La performance des foncières cotées a été fortement dynamisée par la création du statut SIIC en 2002, mais également par le développement d'une gestion dynamique, notamment chez les plus grandes d'entre elles (rotation accélérée des patrimoines, opérations de croissance capitalistiques, gestion fine de l’endettement). Quant au logement à Paris, la très forte valorisation des actifs résidentiels dans la capitale, observée au cours de la décennie 2000, constitue une des principales explications de cette performance.

Comparativement, le placement en actions a connu un niveau de performance très inégal selon les périodes : faible sur courte et moyenne période, voire très faible sur 15 ans, les actions ressortent comme l'actif le plus performant sur 30 et 40 ans. Sur 10 et 15 ans, les performances des actions ont été fortement affectées par les crises boursières de 2001 (crise des « dot.com ») et de 2007-2008 (crise financière).

Les bureaux et les SCPI, aux performances voisines, viennent ensuite dans le palmarès. Les bureaux voient leur classement s'améliorer dans les périodes les plus récentes en raison de la mise en place progressive, par un nombre croissant d'investisseurs institutionnels, de politiques d'acquisitions, d'arbitrages et de gestion beaucoup plus dynamiques qu'auparavant. Néanmoins, les 5 dernières années ont été impactées négativement par le ralentissement économique et ses conséquences sur les marchés locatifs. Les SCPI, quant à elles, ont souffert dans les années 90 des conséquences de la grande crise immobilière. Mais ce placement a retrouvé un attrait croissant auprès des particuliers, grâce à la mise en place d'une gestion plus active des patrimoines depuis une quinzaine d'années. Ils sont suivis par l'assurance vie (fonds en euros) et les obligations. Les actifs agricoles (forêts, vignobles) connaissent des performances faibles, meilleures pour les vignobles que pour les forêts qui sont proches de celles du Livret A.

L'or enfin a des performances très irrégulières selon les périodes. Sur longue période néanmoins, il reste peu attractif. Relevons enfin que tous les placements affichent une performance supérieure à l'inflation sur toutes les périodes, à l'exception des SICAV monétaires et des forêts sur 5 ans.

 

L'immobilier présente un profil de risque intermédiaire.
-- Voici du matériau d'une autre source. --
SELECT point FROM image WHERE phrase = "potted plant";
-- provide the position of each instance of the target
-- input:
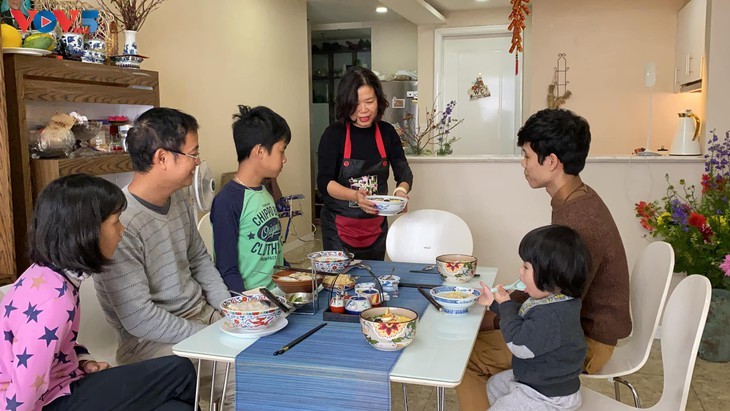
(435, 134)
(697, 225)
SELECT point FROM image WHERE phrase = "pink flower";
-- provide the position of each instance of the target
(725, 266)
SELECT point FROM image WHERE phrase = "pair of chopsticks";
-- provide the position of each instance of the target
(287, 347)
(430, 299)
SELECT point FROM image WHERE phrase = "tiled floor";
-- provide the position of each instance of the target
(709, 391)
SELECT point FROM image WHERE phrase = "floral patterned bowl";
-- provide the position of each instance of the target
(388, 336)
(455, 300)
(456, 268)
(333, 262)
(237, 315)
(388, 205)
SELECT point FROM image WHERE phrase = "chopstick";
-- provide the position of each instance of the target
(287, 347)
(411, 285)
(301, 270)
(431, 300)
(273, 299)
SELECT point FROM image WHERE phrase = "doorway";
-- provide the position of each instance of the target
(462, 55)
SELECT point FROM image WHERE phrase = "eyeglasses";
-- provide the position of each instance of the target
(195, 157)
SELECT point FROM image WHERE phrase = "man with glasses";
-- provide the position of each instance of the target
(162, 286)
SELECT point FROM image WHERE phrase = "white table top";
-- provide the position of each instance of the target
(437, 356)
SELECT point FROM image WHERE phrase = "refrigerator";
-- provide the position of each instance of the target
(402, 97)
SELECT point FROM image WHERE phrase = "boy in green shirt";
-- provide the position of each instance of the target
(246, 228)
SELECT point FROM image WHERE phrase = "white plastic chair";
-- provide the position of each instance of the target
(422, 235)
(95, 332)
(682, 325)
(649, 285)
(205, 228)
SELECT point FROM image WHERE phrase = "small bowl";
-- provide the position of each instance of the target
(388, 205)
(299, 299)
(343, 280)
(302, 285)
(456, 268)
(459, 302)
(250, 320)
(388, 336)
(333, 262)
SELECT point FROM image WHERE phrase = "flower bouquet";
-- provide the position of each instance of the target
(697, 226)
(437, 131)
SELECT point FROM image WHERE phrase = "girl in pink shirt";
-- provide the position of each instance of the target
(74, 232)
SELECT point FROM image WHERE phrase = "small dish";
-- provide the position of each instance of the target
(244, 333)
(26, 50)
(388, 205)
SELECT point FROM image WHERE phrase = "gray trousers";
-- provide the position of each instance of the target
(132, 350)
(506, 394)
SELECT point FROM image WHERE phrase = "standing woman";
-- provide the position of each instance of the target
(354, 157)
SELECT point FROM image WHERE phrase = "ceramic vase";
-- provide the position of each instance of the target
(715, 342)
(130, 42)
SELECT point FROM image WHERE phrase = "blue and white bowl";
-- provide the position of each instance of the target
(250, 320)
(333, 262)
(388, 205)
(455, 300)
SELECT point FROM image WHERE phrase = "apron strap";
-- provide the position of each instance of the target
(378, 141)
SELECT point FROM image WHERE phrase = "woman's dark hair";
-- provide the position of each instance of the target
(559, 259)
(258, 125)
(157, 128)
(65, 229)
(560, 132)
(346, 99)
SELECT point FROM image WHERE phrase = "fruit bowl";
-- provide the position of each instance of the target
(251, 312)
(393, 335)
(456, 268)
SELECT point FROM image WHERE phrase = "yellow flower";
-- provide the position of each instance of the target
(663, 219)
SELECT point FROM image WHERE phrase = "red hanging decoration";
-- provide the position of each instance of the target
(516, 26)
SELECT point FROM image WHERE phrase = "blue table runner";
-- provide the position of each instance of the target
(333, 369)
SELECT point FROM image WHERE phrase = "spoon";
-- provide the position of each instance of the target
(517, 285)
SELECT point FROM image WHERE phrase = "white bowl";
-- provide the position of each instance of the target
(388, 205)
(455, 305)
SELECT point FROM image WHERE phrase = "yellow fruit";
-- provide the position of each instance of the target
(11, 36)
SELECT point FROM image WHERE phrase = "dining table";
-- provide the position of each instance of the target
(437, 357)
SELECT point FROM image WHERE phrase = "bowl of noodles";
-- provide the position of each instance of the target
(389, 328)
(250, 312)
(455, 300)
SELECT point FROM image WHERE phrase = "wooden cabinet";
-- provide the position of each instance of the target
(35, 86)
(690, 45)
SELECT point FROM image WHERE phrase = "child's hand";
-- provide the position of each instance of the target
(502, 295)
(487, 297)
(91, 367)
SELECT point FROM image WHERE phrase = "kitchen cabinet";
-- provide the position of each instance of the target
(36, 87)
(690, 46)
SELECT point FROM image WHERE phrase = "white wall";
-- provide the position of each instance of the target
(395, 47)
(494, 199)
(212, 57)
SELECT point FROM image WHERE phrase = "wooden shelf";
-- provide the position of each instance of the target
(32, 79)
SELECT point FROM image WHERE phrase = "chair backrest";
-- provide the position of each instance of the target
(95, 332)
(205, 228)
(682, 326)
(650, 280)
(422, 235)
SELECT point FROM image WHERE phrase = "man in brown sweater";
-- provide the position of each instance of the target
(555, 145)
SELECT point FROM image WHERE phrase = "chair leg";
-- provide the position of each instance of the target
(616, 381)
(405, 397)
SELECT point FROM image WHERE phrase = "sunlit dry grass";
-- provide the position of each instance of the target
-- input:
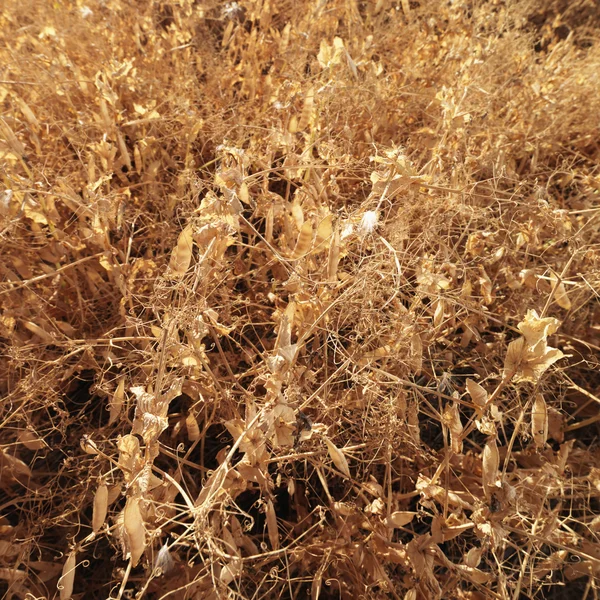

En termes de profil de risque, mesuré ici par la volatilité des performances annuelles moyennes, plusieurs « familles » se distinguent :

Les foncières cotées et les actions présentent une volatilité élevée ;

Les placements monétaires et l'assurance-vie présentent une volatilité très faible ;

Les actifs agricoles et les obligations présentent une volatilité proche, légèrement supérieure à celle des placements monétaires ;

Les actifs immobiliers « physiques » (logement, bureaux) présentent une volatilité légèrement supérieure à celle des obligations, mais très nettement inférieure à celle des actifs boursiers ;

Enfin, deux classes d'actifs se distinguent pour des raisons différentes :

Les SCPI présentent généralement un niveau de volatilité très limité, inférieur à celui des actifs immobiliers « physiques » et souvent proche de celui des obligations (à l'exception de la période 1994-2014 où la volatilité a légèrement augmenté) ;

L'or affiche une volatilité très élevée, mais variable selon les périodes.